Dunedin's new chocolate factory has moved a step closer to opening, after a successful $2m crowdfunding campaign
The Otago Chocolate Company (Ocho) has signed a lease for a site near the waterfront, as Cadbury prepares to leave the city.
The former industrial building beside the harbour is set to be transformed into a busy chocolate factory, after being confirmed as the new home of Ocho.
Ocho director Jim O'Malley says craft chocolate is a little different to what it's replacing, with Cadbury closing.
Mr O'Malley led the crowdfunding campaign to develop a local chocolate factory, after international giant Mondelez decided to close Dunedin's Cadbury factory and move production to Australia.
"The quintessential outcome that I wanted was to make sure that someone was here, manufacturing at a factory level."
The campaign to fund Ocho expansion proved a sweet success.

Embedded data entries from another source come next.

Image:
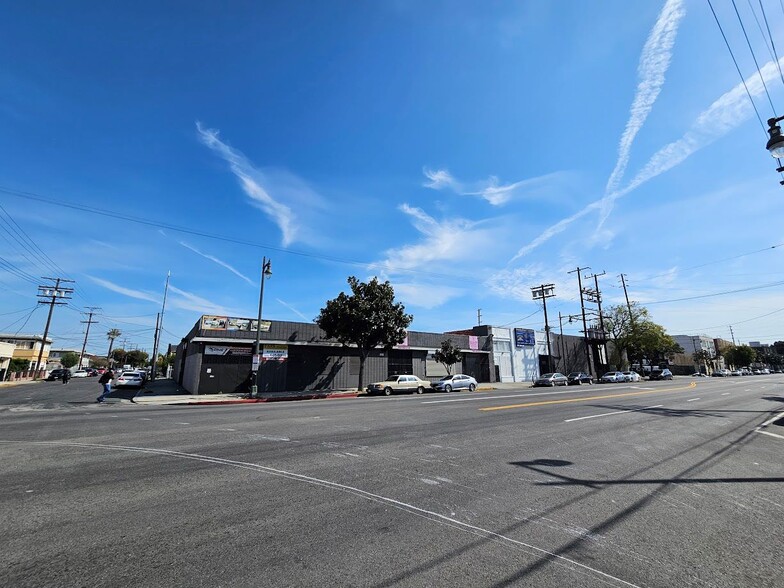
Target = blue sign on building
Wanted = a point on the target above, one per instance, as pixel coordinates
(524, 337)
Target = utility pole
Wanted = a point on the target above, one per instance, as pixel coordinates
(582, 308)
(49, 295)
(124, 344)
(601, 316)
(625, 293)
(158, 329)
(542, 293)
(89, 322)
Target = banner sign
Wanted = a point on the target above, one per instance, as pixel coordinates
(265, 325)
(224, 350)
(524, 337)
(237, 324)
(231, 323)
(275, 353)
(216, 323)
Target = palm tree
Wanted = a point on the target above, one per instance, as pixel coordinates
(112, 335)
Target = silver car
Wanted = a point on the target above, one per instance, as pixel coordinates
(613, 377)
(554, 379)
(455, 382)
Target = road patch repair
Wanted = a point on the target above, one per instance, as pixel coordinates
(219, 399)
(586, 398)
(775, 421)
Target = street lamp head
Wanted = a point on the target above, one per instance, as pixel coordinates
(775, 144)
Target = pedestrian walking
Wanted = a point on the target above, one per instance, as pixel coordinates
(106, 382)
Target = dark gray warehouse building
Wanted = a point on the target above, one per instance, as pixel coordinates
(216, 357)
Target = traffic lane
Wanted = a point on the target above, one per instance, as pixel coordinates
(45, 394)
(470, 474)
(360, 538)
(503, 504)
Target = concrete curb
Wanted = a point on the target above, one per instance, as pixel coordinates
(217, 400)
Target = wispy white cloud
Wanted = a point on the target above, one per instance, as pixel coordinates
(654, 61)
(252, 182)
(130, 292)
(425, 294)
(218, 261)
(440, 178)
(449, 240)
(294, 310)
(188, 301)
(490, 189)
(726, 113)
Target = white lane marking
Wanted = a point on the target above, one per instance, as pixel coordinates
(593, 416)
(405, 507)
(486, 398)
(772, 419)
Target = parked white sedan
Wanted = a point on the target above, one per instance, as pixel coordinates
(455, 382)
(629, 377)
(130, 380)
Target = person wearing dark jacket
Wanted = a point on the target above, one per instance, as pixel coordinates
(106, 381)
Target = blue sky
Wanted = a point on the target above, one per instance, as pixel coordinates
(464, 151)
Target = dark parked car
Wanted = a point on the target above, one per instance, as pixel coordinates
(577, 378)
(554, 379)
(56, 374)
(664, 374)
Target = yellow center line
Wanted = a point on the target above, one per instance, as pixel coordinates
(544, 402)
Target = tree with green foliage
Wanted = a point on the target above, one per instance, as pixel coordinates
(637, 336)
(118, 355)
(702, 357)
(69, 359)
(448, 355)
(18, 365)
(112, 335)
(99, 362)
(740, 355)
(137, 358)
(369, 317)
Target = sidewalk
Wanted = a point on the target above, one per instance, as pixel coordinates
(167, 391)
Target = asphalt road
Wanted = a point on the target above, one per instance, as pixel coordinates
(649, 484)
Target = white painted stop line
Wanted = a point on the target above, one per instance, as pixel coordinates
(593, 416)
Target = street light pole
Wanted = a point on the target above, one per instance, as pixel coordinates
(542, 293)
(266, 271)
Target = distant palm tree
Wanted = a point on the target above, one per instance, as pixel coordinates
(112, 335)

More than 3500 people bought shares in the venture, raising the $2m in little more than a day.
"I'm really, really happy that so many people bought shares, because they all have a sense of ownership of it and they are owners of Ocho," says general manager Liz Rowe.
"But there's still some way to go to meeting the demand for craft chocolate that there is in New Zealand and we will be looking at export."
The company currently produces 90kg of craft chocolate a week from a small site in Vogel Street.
That'll increase tenfold, once new equipment arrives from Italy.. and there's plans to expand further, as Kiwis' taste for premium chocolate grows.
"I feel that we're at the same point as when New Zealand switched from Cold Duck to good wine," Mr O'Malley says. "We're actually talking about probably a taste change that's coming across in the market now."
The new factory is expected to be up and running later this year, with tours and a cafe also planned, as Dunedin rebuilds its chocolate reputation.